I think a more fair comment would be that their Base fee of 1.0% of Net Investment Value. As for acquisition fee, divestment fee and debt raising fee, it really varies year on year, depending on how active they are in the markets. The $3.5m you have cited is FY23 numbers, and it is probably on a high side due to higher acquisition and divestment fees in FY23.

As for incentive fees, it is based on GIL share price over its benchmark. So, yes, GIL share price had underperformed for the past few years and therefore, no incentive fees had been paid, based on high watermark. But it doesn't mean that incentive fees had never been paid. If you look at earlier years, there were some years where incentive fees had been paid out.

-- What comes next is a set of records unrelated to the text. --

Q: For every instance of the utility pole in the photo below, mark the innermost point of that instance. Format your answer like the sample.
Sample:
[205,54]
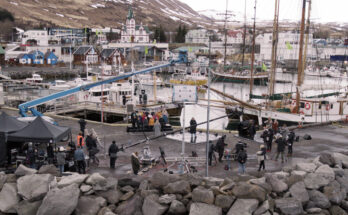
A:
[274,50]
[208,114]
[308,25]
[244,33]
[253,54]
[300,59]
[226,15]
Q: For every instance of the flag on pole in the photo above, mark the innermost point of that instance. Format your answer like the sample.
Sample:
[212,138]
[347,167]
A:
[264,67]
[288,46]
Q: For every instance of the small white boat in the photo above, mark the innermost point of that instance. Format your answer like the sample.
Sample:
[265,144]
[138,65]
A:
[60,85]
[310,71]
[36,78]
[333,72]
[147,80]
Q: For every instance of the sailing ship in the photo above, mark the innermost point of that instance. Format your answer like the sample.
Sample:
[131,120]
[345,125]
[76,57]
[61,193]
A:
[292,109]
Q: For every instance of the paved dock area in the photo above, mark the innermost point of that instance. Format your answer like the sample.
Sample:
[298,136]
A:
[333,138]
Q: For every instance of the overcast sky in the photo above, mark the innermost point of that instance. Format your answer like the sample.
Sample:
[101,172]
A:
[322,10]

I think by just looking at income generated by GIL in one year is not looking at the big picture. After all, fund managers managing unit trusts always give you total return numbers (which include capital gain/losses) in the long term. Why you are looking at GIL on the "income lens" for one year only?

A more accurate picture would be looking at ROE numbers chart since 2009 presented on page 14 of their latest annual report. You can see that they had generated more than 10% ROE in some years previously. The NAV chart on the same page also shows you that they have grown their NAV from $119.4m in 2009 to $258.4m in 2023. Why since 2009 you might ask? Because that was the year when SICIM took over the management of the fund from Babcock & Brown.

Finally, do take note that asset allocation is never static. The fund is managed as an absolute return fund, with the aim of delivering regular dividends and capital growth consistently.